- Born: 1981 or 1982 (age 43–44) Litchfield, Connecticut
- Allegiance: United States of America
- Branch: Marine Corps
- Service years: 2000–2015
- Rank: Staff Sgt.
- Unit: 1st Battalion, 5th Marines
- Conflicts: War on terror; Iraq War; War in Afghanistan;
- Awards: Purple Heart (2);

Previous series
- 2018 2014–2017: ChampCar Endurance Series Continental Tire SportsCar Challenge

= Liam Dwyer =

Liam Dwyer is an American former sports car racing driver and United States Marine. He served in the Marine Corps from 2000 to 2015, during which he was deployed to wars in Iraq and Afghanistan.
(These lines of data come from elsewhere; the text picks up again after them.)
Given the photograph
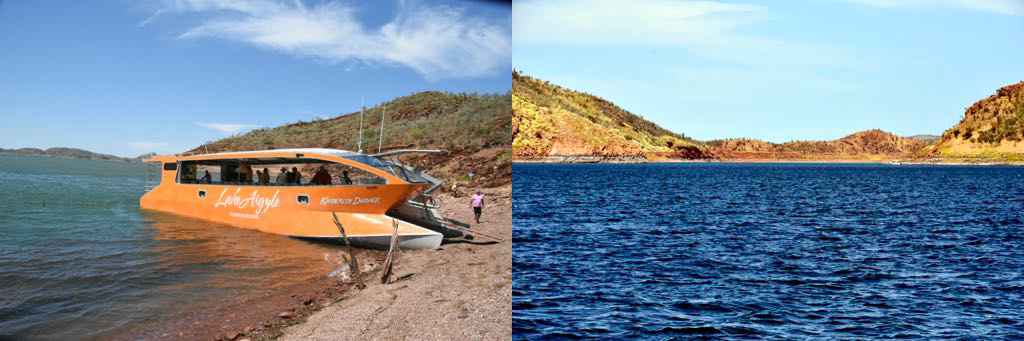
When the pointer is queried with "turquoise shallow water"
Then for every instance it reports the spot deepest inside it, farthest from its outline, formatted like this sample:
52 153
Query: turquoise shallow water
80 259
In 2011, Dwyer lost his left leg after stepping on an improvised explosive device (IED). He uses a prosthesis when racing, and has competed in the Continental Tire SportsCar Challenge and ChampCar Endurance Series.

==Military career==
After the USS Cole bombing, Dwyer enlisted in the military in October 2000 and trained at Marine Corps Recruit Depot Parris Island. He was deployed to Iraq in January 2001 and served as a Humvee turret gunner. He returned from Iraq in 2007 after suffering injuries to his left side from an IED shrapnel. Dwyer later encountered a major he had previously worked with, who encouraged him to re-enlist and serve in Afghanistan. He began his second tour in 2010 as a civil affairs specialist for the 1st Battalion, 5th Marines.

On May 22, 2011, Dwyer was clearing a compound in Sangin when he stepped on an IED. The blast destroyed his left leg above his knee, damaged his right leg and arm to the point where he lost most feeling on that side, and resulted in other injuries to his abdomen and torso. Four other Marines were also injured in the blast.
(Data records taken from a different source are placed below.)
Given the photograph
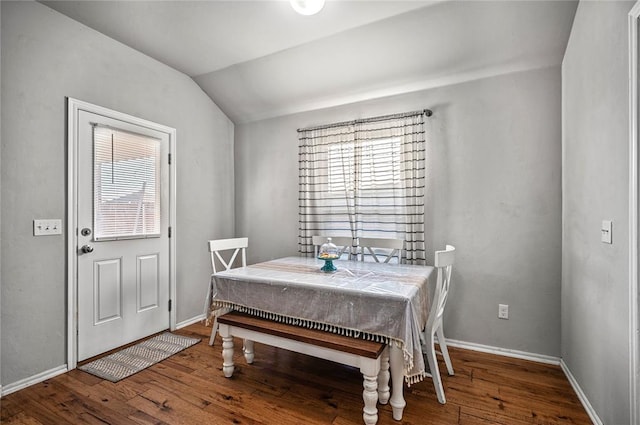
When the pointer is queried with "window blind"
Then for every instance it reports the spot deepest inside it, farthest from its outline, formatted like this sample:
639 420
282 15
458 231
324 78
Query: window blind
126 185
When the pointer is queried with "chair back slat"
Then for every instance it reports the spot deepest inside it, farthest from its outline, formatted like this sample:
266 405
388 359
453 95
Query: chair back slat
394 247
343 243
218 246
444 263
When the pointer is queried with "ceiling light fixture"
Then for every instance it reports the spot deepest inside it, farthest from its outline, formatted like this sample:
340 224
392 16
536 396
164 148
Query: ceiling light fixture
307 7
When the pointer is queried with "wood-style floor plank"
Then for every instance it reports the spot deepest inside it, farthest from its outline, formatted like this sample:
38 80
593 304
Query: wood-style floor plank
284 388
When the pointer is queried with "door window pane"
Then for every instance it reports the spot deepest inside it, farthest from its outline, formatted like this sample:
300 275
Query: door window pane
126 185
To prevent infection, Dwyer underwent surgery every fortnight for five weeks followed by reconstructive surgery. A titanium rod was inserted into his left femur, a process called osseointegration, to allow for a prosthetic leg to be inserted. He spent four years rehabilitating at the Walter Reed National Military Medical Center, undergoing over 50 procedures. Other surgeries included installing a post to stabilize his prosthesis, reducing chronic pain, and improving his mobility.

==Racing career==
Dwyer entered track days at after returning from Iraq in 2007 before attending the Skip Barber Racing School. Despite his amputated leg, Dwyer found the injuries were "not bad enough to where I can't race anymore." He began using a special prosthesis that attached to the clutch pedal via hook-and-loop fastener when driving; when switching with a co-driver, he would remove the split pin joining the prosthesis and the clutch.
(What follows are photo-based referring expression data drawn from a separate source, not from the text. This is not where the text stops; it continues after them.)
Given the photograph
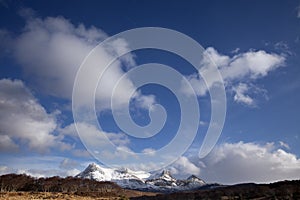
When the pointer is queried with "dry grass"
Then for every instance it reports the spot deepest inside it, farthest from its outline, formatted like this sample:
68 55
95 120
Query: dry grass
49 195
59 195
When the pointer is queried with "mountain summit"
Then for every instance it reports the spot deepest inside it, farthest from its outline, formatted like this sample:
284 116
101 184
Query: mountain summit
126 178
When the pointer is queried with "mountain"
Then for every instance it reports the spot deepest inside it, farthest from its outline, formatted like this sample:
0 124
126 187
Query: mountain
140 180
126 178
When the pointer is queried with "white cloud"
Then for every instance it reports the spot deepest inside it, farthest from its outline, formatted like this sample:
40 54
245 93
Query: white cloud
240 95
242 67
68 163
253 64
5 170
285 145
248 162
23 119
51 51
183 167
After competing in vintage car racing throughout 2012, he joined the National Auto Sport Association the following year. He also participated in autocross and rallying. During the 2012 24 Hours of Daytona, he befriended Freedom Autosport owners Tom Long and Derek Whitis, who expressed interest in fielding a car for him in the Continental Tire SportsCar Challenge; the team name is a reference to the ownership's support for the military, including donating to the Wounded Support Fund. A successful test session at Sebring International Raceway in 2013 prompted Mazda to sign him as well.

Dwyer entered the 2014 Continental Tire Sports Car Challenge's ST class on a part-time schedule in the No. 27 Mazda MX-5, which he shared with Long. His professional racing debut took place at Mazda Raceway Laguna Seca, where he retired after crashing with Lee Carpentier. In May, he and Long won at Lime Rock Park. Dwyer scored a second victory in 2015 at Laguna Seca after teammate Aaron Carbonell passed Long on the final lap; Sgt. Aaron Denning, who rescued Dwyer after the 2011 Afghanistan explosion, was Dwyer's guest of honor at the race weekend and waved the green flag.

Additional surgeries and physical therapy prevented Dwyer from racing in late 2017 and for much of 2018. He made his return as part of the 2018 ChampCar Endurance Series.

==Personal life==
Dwyer met his wife Meghan during his recovery at Walter Reed.